Globalization Capability Gap - IMD Business School
Report

Globalization capability gap

Execution, not strategy, separates leaders from laggards
16 pages
February 2017
PRINTABLE PDF – Less than 1MB
At a glance

Over the past few decades, the rise of emerging markets—initially as sources of cheap labor and then as rapidly growing consumer markets and centers of capital investment and innovation—has caused most companies of size and stature to enlarge their global ambitions. But despite this concerted push to globalize, few companies are ready to build and run truly global organizations and operations.

  • Only about 10 percent of companies believe they have the full complement of capabilities required to win overseas. Most companies are barely mastering the basics.
  • A smart strategy is necessary but insufficient. The winners in globalization also execute better than their competitors.
  • Companies struggle with three specific areas overseas: strengthening their go-to-market, logistics, and other value-chain activities; aligning their organization to support the global agenda through, for example, the spread of best practices; and mastering mergers and acquisitions.
  • Line managers who run businesses or regions are much more pessimistic about their companies’ global readiness than headquarters staff.
  • Midsize companies are at the greatest risk in going global. They are less nimble than smaller companies and do not have the scale or systems of larger ones.

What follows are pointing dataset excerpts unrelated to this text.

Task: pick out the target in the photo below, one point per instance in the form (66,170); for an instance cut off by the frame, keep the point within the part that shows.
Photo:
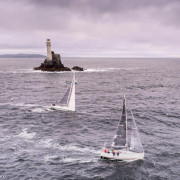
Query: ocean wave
(26,135)
(50,144)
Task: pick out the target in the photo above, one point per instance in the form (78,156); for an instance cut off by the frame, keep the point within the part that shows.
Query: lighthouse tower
(49,54)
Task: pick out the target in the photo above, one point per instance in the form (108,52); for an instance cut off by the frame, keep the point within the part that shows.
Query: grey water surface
(38,143)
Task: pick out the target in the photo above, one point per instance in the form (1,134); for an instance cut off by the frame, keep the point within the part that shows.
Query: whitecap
(26,135)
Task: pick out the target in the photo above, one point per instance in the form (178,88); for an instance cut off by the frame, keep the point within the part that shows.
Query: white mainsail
(135,142)
(126,145)
(120,138)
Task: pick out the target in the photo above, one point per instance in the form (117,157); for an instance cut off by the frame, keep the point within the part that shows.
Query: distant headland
(53,62)
(21,55)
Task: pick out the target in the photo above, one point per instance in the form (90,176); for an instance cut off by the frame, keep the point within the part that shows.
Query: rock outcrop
(53,65)
(77,68)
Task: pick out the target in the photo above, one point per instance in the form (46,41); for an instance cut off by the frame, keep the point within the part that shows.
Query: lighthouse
(49,54)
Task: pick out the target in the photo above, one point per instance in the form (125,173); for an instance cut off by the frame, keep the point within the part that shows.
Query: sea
(37,143)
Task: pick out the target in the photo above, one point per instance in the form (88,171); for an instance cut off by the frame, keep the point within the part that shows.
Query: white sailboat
(67,103)
(126,145)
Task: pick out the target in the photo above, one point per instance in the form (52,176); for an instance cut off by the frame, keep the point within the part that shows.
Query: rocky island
(53,62)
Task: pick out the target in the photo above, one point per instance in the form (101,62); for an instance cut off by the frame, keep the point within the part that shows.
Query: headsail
(135,142)
(69,97)
(120,138)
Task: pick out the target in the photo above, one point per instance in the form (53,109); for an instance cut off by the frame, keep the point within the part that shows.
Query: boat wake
(48,143)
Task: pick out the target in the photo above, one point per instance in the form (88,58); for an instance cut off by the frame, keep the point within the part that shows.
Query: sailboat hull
(123,156)
(62,108)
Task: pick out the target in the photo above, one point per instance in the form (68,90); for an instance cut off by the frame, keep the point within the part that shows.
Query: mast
(126,122)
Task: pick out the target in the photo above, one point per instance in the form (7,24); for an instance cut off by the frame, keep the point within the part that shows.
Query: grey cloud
(84,26)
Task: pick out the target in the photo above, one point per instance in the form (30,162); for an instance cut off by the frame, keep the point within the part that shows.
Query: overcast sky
(117,28)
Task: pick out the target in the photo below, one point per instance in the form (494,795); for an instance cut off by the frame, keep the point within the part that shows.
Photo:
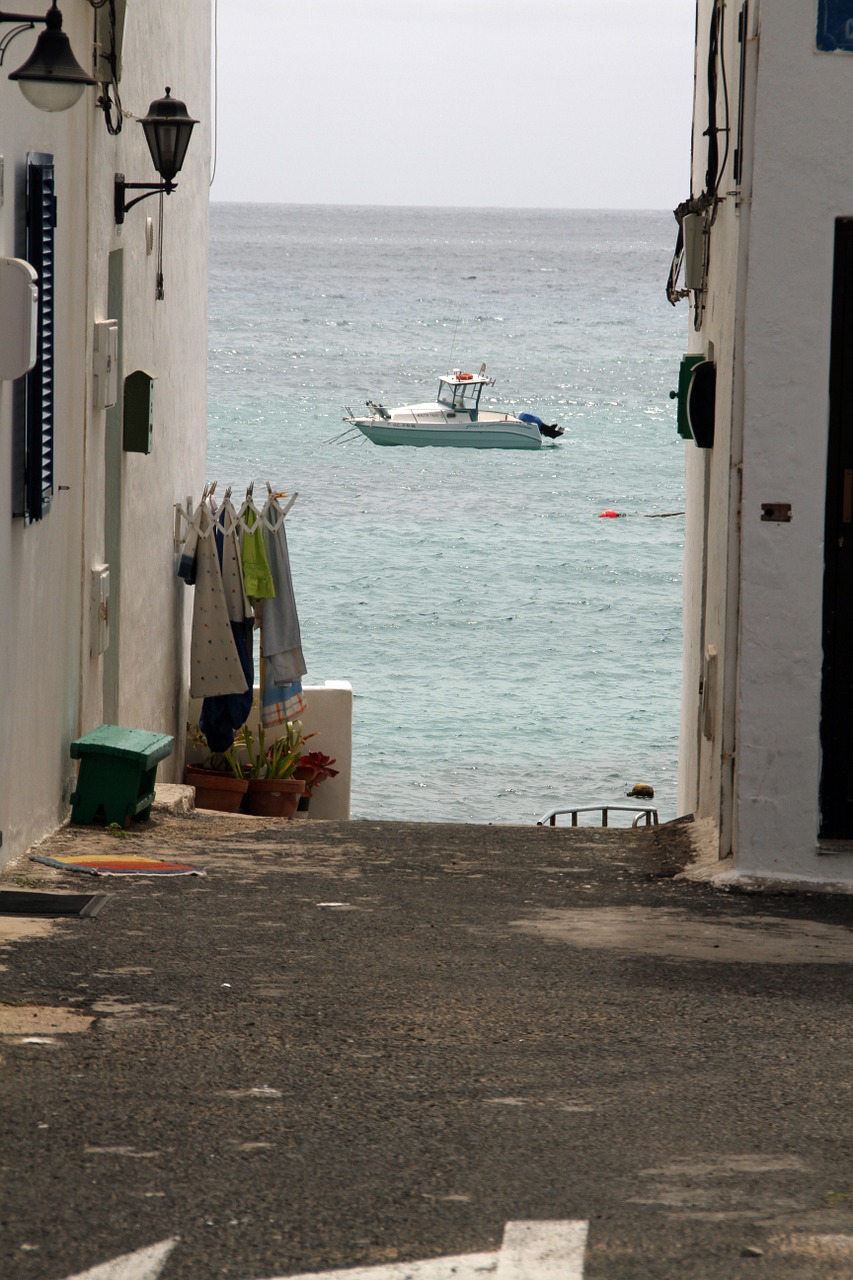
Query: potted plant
(218,776)
(273,791)
(313,768)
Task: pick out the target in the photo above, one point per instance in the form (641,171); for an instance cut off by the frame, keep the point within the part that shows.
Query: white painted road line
(465,1266)
(542,1251)
(530,1251)
(142,1265)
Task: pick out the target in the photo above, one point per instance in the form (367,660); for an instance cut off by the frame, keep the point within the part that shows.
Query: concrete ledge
(173,798)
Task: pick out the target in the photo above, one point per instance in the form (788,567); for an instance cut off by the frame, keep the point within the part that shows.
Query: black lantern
(51,78)
(167,131)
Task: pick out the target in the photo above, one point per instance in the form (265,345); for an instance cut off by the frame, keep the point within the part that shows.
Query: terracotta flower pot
(273,798)
(215,790)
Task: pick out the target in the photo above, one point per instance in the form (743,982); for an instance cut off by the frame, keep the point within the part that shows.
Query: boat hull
(474,435)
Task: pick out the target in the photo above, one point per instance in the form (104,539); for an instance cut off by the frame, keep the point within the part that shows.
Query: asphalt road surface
(377,1045)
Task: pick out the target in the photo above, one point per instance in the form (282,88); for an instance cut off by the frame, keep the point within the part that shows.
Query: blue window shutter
(41,222)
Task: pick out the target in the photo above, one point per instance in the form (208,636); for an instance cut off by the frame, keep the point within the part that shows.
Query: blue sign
(835,26)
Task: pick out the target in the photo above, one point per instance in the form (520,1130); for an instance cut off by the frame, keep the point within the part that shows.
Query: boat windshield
(463,397)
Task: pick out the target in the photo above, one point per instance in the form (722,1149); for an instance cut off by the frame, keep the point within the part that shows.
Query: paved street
(366,1045)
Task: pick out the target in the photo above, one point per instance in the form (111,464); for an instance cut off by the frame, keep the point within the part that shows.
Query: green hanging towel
(256,575)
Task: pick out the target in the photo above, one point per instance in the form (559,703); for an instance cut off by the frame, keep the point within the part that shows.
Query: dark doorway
(836,689)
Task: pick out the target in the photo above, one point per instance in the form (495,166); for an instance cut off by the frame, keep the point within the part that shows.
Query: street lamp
(51,78)
(167,131)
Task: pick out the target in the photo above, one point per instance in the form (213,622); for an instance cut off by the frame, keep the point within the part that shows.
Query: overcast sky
(569,104)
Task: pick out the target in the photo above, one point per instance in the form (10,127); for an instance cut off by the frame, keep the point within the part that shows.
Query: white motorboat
(455,419)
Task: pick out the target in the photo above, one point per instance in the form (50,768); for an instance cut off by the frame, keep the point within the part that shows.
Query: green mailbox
(685,373)
(138,411)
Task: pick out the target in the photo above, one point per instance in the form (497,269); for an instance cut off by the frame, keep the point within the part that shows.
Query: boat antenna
(450,362)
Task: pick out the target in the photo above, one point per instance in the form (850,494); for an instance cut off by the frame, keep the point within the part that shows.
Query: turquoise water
(509,649)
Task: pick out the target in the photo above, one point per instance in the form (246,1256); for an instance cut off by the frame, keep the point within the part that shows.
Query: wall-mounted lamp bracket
(147,188)
(23,24)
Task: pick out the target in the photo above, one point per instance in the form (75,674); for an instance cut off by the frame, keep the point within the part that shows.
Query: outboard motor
(548,429)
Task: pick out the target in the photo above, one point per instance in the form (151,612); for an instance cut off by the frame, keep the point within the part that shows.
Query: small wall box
(138,412)
(18,318)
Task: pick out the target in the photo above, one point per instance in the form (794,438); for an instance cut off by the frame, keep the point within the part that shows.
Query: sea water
(510,650)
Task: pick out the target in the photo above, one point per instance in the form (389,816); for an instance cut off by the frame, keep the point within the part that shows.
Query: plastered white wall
(50,685)
(770,321)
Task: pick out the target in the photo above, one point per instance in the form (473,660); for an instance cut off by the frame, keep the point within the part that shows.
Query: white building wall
(770,289)
(803,119)
(50,685)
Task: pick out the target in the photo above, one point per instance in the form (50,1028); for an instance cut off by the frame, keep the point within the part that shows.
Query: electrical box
(100,607)
(105,364)
(138,412)
(835,26)
(18,318)
(694,243)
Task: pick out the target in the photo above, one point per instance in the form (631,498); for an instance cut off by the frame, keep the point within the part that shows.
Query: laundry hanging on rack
(240,562)
(283,662)
(222,714)
(256,574)
(215,667)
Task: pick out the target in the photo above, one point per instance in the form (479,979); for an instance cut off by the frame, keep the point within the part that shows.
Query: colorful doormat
(117,864)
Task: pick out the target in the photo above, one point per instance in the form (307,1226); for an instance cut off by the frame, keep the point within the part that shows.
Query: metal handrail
(603,809)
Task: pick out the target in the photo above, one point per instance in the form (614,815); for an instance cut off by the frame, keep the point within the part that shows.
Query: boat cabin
(460,393)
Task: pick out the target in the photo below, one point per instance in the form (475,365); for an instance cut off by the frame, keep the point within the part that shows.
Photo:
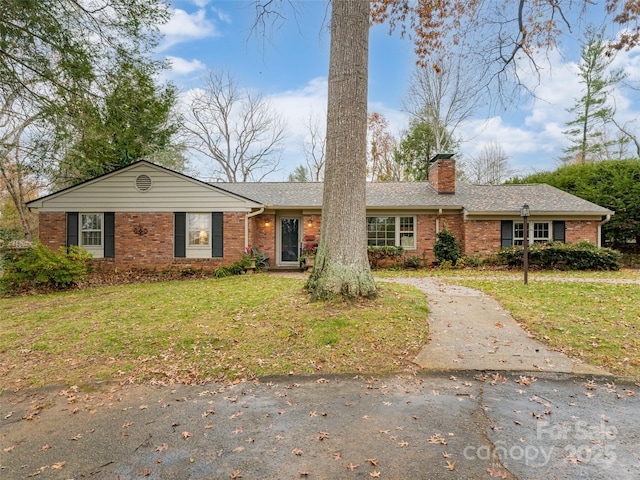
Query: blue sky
(289,66)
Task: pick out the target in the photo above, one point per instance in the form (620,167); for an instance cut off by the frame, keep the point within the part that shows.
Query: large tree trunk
(342,266)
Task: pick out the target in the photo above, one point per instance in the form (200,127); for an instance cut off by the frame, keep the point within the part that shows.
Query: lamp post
(524,212)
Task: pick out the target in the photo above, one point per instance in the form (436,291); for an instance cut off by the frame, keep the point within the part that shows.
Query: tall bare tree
(381,163)
(18,122)
(314,148)
(236,129)
(442,96)
(342,265)
(524,27)
(314,152)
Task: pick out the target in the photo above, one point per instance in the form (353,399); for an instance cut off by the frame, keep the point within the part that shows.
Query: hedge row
(563,256)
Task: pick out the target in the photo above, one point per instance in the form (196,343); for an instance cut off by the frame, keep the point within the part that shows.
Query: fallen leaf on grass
(526,381)
(496,377)
(496,472)
(437,438)
(38,472)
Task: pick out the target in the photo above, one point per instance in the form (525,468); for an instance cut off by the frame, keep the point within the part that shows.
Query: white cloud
(181,66)
(184,27)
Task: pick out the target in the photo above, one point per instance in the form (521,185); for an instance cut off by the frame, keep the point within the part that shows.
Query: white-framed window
(91,230)
(198,229)
(539,232)
(391,231)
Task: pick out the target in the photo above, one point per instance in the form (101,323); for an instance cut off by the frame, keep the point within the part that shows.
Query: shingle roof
(473,198)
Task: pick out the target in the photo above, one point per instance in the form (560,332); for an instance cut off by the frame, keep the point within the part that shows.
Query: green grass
(595,321)
(201,330)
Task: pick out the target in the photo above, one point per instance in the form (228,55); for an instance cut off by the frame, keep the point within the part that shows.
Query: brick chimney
(442,173)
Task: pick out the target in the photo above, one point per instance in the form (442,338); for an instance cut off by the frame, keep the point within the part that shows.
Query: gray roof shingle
(473,198)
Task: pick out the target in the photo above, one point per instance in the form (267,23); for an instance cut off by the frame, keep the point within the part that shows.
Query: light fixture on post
(524,213)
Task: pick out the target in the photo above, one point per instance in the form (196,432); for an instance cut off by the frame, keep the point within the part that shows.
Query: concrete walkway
(471,331)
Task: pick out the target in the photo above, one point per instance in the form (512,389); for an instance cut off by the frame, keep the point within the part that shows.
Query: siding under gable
(168,193)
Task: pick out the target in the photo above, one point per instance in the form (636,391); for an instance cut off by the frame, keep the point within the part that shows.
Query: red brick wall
(145,240)
(262,234)
(481,237)
(311,229)
(52,229)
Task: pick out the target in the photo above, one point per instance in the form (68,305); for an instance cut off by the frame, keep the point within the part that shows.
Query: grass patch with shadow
(202,330)
(596,322)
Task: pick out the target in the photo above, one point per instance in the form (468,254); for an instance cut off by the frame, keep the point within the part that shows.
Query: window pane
(91,221)
(541,232)
(407,234)
(381,231)
(91,239)
(199,228)
(91,229)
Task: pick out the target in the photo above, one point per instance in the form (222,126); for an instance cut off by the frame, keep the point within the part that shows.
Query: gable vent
(143,183)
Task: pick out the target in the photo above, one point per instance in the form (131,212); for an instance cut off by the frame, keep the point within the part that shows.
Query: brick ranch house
(145,216)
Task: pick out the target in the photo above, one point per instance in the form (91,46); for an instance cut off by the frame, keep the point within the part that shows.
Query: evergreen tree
(588,129)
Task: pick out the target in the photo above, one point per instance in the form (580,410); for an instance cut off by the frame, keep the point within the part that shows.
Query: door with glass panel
(289,240)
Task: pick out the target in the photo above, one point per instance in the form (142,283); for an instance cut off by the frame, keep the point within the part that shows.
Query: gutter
(246,224)
(606,219)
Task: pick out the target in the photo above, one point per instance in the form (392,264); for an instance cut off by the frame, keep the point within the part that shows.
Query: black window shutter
(558,231)
(72,228)
(217,234)
(109,234)
(180,235)
(506,234)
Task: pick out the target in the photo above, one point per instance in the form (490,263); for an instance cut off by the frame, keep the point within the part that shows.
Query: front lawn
(201,330)
(595,321)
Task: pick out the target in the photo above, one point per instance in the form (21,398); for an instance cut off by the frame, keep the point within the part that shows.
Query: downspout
(606,219)
(246,225)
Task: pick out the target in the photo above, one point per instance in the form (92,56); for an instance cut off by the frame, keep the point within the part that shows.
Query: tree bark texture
(342,267)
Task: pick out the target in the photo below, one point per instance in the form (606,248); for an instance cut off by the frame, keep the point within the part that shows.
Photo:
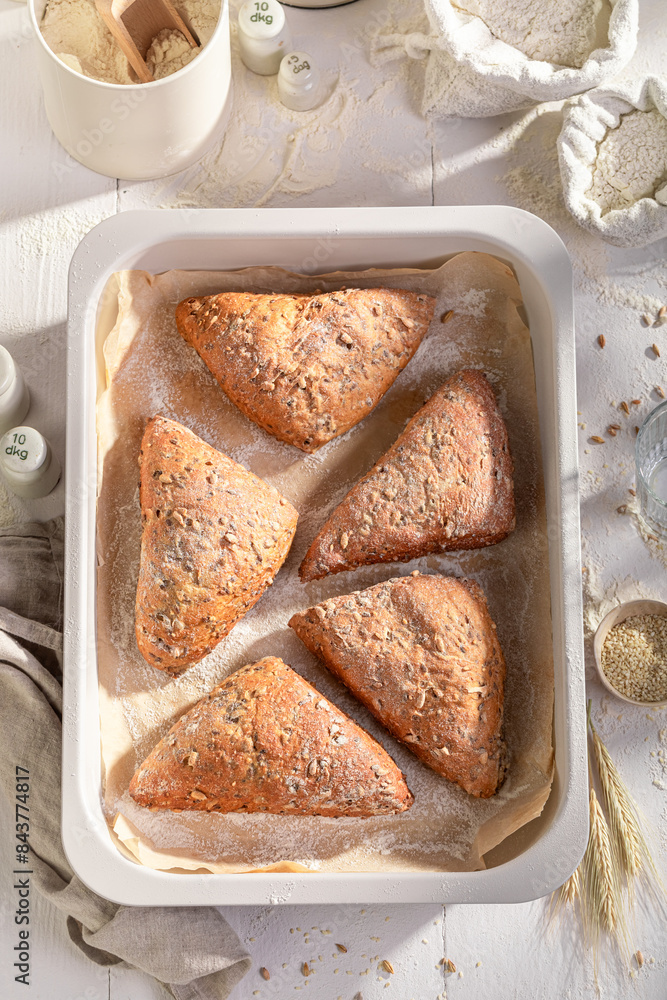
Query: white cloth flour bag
(487,57)
(612,152)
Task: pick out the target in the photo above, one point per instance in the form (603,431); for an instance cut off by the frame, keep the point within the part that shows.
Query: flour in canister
(79,37)
(631,162)
(564,32)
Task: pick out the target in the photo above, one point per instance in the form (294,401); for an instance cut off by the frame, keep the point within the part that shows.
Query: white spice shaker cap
(14,395)
(589,120)
(264,35)
(27,463)
(299,82)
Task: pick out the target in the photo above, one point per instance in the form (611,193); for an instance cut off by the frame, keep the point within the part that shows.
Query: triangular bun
(267,741)
(422,654)
(213,538)
(306,368)
(446,483)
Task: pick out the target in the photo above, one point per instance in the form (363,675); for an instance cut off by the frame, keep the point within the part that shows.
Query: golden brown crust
(306,368)
(421,653)
(213,538)
(267,741)
(446,483)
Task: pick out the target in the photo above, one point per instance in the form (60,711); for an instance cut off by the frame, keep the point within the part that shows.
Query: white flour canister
(144,130)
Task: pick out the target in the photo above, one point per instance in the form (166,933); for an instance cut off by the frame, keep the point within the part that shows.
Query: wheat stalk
(631,847)
(600,874)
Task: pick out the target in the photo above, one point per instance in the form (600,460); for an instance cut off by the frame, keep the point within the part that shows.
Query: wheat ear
(628,839)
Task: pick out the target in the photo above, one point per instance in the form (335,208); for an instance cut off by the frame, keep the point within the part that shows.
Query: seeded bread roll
(446,483)
(306,368)
(213,538)
(422,654)
(266,741)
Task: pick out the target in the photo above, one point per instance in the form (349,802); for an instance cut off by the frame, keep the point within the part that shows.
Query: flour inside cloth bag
(488,57)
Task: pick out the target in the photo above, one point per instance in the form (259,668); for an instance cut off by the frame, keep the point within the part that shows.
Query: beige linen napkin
(192,951)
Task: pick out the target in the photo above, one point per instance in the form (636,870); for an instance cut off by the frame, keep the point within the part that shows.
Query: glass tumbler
(651,464)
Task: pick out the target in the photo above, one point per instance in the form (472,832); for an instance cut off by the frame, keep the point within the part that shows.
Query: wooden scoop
(135,23)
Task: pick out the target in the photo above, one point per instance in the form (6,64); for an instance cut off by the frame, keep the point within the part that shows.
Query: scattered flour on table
(631,162)
(564,32)
(532,180)
(79,37)
(272,155)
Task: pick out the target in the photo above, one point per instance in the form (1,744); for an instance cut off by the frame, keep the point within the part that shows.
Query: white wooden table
(371,148)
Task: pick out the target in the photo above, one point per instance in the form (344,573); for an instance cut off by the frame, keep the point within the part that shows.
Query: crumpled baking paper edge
(586,121)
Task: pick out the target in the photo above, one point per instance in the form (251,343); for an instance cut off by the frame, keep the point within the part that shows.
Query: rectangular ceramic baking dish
(538,857)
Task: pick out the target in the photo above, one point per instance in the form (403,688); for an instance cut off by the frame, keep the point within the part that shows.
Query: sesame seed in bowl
(630,648)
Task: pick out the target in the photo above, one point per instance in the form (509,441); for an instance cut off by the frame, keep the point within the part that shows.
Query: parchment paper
(146,368)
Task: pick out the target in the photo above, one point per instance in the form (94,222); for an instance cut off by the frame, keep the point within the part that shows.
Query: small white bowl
(138,131)
(630,609)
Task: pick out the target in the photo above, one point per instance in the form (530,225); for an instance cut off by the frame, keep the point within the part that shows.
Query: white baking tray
(540,856)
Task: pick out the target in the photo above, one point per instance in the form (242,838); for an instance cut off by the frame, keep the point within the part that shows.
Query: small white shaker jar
(27,463)
(264,36)
(299,82)
(14,395)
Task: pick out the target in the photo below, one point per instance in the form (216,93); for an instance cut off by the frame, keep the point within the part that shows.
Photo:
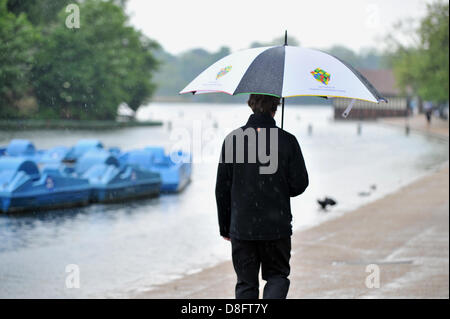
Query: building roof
(383,80)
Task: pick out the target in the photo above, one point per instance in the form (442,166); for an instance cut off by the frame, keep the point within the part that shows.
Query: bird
(327,201)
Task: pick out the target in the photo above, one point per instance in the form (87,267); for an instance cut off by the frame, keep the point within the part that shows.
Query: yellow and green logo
(223,71)
(321,75)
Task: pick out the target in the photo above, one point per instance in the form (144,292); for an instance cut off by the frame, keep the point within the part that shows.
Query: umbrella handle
(348,109)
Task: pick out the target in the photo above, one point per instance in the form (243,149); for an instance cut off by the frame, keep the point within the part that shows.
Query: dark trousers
(273,258)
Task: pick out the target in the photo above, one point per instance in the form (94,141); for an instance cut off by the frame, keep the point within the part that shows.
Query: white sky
(184,24)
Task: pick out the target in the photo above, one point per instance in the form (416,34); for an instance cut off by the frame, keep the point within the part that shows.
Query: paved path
(406,234)
(438,127)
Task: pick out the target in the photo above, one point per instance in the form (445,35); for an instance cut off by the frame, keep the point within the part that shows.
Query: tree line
(48,70)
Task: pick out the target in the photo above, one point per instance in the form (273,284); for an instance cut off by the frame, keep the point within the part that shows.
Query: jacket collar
(259,119)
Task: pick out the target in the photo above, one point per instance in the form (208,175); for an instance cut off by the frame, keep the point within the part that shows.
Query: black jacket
(255,206)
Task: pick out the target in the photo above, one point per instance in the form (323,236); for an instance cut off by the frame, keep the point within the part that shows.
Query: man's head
(263,104)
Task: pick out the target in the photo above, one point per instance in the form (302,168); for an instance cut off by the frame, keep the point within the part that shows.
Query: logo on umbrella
(223,71)
(321,75)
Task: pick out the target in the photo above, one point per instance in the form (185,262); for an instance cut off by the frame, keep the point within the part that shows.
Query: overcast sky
(182,25)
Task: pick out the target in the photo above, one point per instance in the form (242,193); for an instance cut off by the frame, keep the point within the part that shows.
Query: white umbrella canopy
(285,71)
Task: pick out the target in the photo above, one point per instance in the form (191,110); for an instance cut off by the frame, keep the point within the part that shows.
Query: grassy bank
(71,124)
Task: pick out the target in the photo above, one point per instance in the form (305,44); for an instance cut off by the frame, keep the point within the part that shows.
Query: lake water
(125,248)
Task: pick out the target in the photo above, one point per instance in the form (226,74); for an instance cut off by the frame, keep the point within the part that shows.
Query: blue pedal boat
(175,175)
(111,181)
(23,148)
(23,187)
(54,155)
(81,148)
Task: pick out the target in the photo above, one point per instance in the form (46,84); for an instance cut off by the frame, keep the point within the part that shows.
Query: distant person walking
(256,177)
(428,107)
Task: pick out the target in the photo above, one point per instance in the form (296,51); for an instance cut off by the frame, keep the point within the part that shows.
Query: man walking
(260,168)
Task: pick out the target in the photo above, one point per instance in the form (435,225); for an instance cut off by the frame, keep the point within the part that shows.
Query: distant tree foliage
(422,64)
(48,70)
(17,41)
(38,12)
(86,73)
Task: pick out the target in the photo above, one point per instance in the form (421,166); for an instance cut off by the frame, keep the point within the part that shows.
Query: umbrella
(285,71)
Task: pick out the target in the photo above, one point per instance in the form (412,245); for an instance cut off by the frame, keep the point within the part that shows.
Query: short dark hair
(260,103)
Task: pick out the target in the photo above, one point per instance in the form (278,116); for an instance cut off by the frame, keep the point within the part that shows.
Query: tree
(17,39)
(422,64)
(38,12)
(86,73)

Those are the primary messages of the Global Readiness Survey, which was conducted jointly by BCG and IMD business school. (For details on our methodology, see the sidebar “What We Asked, Whom We Surveyed, How We Scored.”) In this report, we explore our findings and take a detailed look at what separates the leaders from the laggards in globalization.

Quote 1
Global Ambitions, Yes; Global Readiness, Not Yet

The survey posed a set of 24 questions about globalization. Two of the questions specifically addressed ambition. The average ambition score was 72 percent (100 percent signifies that globalization is the company’s top priority). In line with this relatively high level of ambition, 75 percent of companies plan to increase their international share of business. Aspirations vary by industry, with technology companies the most bullish and banks the most conservative. Globalization ambition also varies by region, but to a lesser degree.